Professor Layton and the Diabolical Box
Diabolical Box sticks with the first game’s formula almost exactly. While it may not be a fresh concept, more story and puzzles are all the Layton series needs to appease fans.
The plot follows Luke and Layton as they investigate the death of Layton’s mentor, supposedly caused by opening the legendarily dangerous Elysian Box. Clues guide them to hitch a ride on the Molentary Express and travel from town to town. This structure allows for much more environment variety than the single city backdrop of the first game, though the on-train sections become tedious once you’ve gone back and forth a few times.

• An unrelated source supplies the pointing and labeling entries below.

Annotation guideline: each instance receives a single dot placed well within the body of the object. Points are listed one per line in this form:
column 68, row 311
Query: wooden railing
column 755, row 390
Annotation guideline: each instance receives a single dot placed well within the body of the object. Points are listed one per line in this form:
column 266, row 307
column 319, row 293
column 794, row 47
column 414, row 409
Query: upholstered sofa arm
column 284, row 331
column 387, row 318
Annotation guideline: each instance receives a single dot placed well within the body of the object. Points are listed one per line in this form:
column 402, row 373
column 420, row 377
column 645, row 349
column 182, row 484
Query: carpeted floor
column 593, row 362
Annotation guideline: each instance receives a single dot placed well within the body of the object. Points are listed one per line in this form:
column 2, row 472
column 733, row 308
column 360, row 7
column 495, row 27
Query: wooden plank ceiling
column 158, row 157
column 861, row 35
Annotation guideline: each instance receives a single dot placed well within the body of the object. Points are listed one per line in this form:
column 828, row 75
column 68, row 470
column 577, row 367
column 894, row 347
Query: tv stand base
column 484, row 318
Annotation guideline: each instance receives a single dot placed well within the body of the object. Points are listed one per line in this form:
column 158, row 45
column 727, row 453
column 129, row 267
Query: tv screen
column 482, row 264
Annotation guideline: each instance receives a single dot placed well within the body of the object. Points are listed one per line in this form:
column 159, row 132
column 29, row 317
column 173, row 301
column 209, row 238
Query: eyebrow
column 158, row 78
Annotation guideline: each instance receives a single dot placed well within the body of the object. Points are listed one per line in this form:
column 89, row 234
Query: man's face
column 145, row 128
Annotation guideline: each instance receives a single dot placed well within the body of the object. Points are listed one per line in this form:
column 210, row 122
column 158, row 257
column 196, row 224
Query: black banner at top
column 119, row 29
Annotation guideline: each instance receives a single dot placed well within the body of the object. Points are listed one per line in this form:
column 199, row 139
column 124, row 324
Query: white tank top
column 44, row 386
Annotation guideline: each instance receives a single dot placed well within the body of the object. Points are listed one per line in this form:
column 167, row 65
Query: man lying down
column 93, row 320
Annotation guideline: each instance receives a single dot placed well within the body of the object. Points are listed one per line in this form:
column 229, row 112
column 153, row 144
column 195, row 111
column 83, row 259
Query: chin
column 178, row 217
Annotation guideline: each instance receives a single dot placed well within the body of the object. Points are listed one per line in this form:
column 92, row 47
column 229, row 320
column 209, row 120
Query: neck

Puzzles are tied more closely to the world this time, as you’ll swap train cars to clear the tracks ahead or solve a puzzle on a door to get through the lock. Most of the puzzles are still random challenges from a townsperson, however. You trace the paths of tangled wires, try to imagine 2D drawings in 3D space, and jump a knight around a chessboard. I didn’t come across any challenge as obtuse as the chocolate bar in the first game, but having a knowledge of Level-5’s previous bag of tricks helps in solving this new batch.
Most of the new content is found in the collectibles and minigames. You collect toys to exercise a fat hamster so he can find hidden hint coins. Grabbing camera pieces will eventually unlock a picture matching game, and your tea set will get a workout trying to make the perfect blend for the townspeople you come across. These entertaining tasks do a great job of keeping you on the lookout for extras while hoofing it through town and pumping sources.
I enjoyed the storytelling in Diabolical Box, as well as the new characters like Sammy, the rock ‘n roll train conductor. But some of the big reveals are particularly groan worthy, and two story clichés are unfortunately repeated in this sequel that I hope aren’t carried over to the third entry.